The Guardian delivered this revelation after receiving a copy of a secret memo about this — presumably from a whistle-blower. We don’t know if the other phone companies handed data to the NSA too. We don’t know if this was a one-off demand or a continuously renewed demand; the order started a few days after the Boston bombers were captured by police.
We don’t know a lot about how the government spies on us, but we know some things. We know the FBI has issued tens of thousands of ultra-secret National Security Letters to collect all sorts of data on people — we believe on millions of people — and has been abusing them to spy on cloud-computer users. We know it can collect a wide array of personal data from the Internet without a warrant. We also know that the FBI has been intercepting cell-phone data, all but voice content, for the past 20 years without a warrant, and can use the microphone on some powered-off cell phones as a room bug — presumably only with a warrant.

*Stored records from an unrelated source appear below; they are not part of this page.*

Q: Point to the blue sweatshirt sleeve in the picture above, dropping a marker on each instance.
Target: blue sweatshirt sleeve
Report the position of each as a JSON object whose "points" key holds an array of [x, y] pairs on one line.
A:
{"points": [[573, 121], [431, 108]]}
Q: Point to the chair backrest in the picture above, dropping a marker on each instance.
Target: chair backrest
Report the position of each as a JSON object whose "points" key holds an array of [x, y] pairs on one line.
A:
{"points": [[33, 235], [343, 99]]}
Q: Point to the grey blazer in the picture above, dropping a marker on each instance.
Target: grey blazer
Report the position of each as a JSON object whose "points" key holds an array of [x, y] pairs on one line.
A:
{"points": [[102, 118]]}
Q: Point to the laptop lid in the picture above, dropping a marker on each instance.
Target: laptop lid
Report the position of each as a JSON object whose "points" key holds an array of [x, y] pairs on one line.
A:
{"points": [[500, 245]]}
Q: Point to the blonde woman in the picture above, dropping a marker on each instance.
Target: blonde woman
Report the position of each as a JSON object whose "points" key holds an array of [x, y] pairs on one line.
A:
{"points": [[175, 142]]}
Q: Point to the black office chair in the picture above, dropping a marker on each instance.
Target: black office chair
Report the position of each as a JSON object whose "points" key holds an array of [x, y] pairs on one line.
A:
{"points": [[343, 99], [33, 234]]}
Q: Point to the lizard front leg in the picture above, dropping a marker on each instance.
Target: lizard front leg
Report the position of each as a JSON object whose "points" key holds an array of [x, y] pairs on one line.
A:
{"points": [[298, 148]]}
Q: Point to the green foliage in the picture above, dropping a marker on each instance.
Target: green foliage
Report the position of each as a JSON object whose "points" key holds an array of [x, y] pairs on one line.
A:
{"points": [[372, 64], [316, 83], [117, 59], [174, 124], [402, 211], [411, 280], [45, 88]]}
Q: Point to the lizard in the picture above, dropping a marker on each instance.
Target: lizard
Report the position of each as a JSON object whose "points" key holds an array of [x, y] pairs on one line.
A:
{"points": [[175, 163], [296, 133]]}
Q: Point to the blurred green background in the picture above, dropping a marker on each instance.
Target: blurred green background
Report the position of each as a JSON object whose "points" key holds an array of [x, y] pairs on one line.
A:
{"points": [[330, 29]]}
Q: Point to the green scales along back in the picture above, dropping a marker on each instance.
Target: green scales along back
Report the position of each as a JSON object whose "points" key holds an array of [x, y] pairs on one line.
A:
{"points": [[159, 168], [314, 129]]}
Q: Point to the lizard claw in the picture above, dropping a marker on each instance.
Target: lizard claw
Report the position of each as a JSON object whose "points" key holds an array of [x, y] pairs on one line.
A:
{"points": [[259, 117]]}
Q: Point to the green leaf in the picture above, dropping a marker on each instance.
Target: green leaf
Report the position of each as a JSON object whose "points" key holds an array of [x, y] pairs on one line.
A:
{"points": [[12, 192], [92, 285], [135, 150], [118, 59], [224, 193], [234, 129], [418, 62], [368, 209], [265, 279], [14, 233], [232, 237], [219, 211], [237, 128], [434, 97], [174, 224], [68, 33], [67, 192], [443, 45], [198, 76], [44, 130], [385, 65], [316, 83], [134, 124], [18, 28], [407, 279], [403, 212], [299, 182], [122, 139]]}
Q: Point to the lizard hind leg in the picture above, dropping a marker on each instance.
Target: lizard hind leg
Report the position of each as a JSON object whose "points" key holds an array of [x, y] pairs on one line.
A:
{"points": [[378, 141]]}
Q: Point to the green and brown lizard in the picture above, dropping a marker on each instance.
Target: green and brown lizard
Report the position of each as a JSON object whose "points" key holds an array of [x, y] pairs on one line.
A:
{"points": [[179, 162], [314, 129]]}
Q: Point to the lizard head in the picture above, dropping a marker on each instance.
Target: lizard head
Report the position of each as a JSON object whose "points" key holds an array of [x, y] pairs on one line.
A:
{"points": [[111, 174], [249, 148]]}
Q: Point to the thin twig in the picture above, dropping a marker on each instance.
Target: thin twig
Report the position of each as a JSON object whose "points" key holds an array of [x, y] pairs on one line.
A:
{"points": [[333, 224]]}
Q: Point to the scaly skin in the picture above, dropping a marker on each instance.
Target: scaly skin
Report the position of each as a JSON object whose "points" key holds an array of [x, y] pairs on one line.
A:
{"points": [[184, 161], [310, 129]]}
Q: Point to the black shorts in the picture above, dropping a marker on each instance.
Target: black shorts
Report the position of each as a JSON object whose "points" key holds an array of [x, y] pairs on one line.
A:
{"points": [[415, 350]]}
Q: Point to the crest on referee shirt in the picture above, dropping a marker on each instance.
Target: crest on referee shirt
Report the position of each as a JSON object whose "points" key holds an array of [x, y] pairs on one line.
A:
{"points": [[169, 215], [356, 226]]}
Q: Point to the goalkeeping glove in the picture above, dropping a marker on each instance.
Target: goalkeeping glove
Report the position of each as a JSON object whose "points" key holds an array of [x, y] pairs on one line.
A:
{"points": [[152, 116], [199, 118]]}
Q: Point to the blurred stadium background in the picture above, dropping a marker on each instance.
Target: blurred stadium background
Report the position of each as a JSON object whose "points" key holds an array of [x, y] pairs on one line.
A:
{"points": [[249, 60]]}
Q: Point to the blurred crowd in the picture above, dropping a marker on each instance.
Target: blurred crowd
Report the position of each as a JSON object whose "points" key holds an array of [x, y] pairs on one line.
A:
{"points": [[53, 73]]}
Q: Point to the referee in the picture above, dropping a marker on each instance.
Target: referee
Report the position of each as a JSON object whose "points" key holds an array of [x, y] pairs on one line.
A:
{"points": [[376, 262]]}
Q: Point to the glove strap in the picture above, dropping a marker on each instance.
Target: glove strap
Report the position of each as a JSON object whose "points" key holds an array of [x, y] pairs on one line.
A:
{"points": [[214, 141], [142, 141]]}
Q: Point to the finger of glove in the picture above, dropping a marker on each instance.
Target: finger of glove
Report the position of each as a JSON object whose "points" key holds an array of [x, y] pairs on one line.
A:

We know that the NSA has many domestic-surveillance and data-mining programs with codenames like Trailblazer, Stellar Wind, and Ragtime — deliberately using different codenames for similar programs to stymie oversight and conceal what’s really going on. We know that the NSA is building an enormous computer facility in Utah to store all this data, as well as faster computer networks to process it all. We know the U.S. Cyber Command employs 4,000 people.
We know that the DHS is also collecting a massive amount of data on people, and that local police departments are running “fusion centers” to collect and analyze this data, and covering up its failures. This is all part of the militarization of the police.
Remember in 2003, when Congress defunded the decidedly creepy Total Information Awareness program? It didn’t die; it just changed names and split into many smaller programs. We know that corporations are doing an enormous amount of spying on behalf of the government: all parts.
We know all of this not because the government is honest and forthcoming, but mostly through three backchannels — inadvertent hints or outright admissions by government officials in hearings and court cases, information gleaned from government documents received under FOIA, and government whistle-blowers.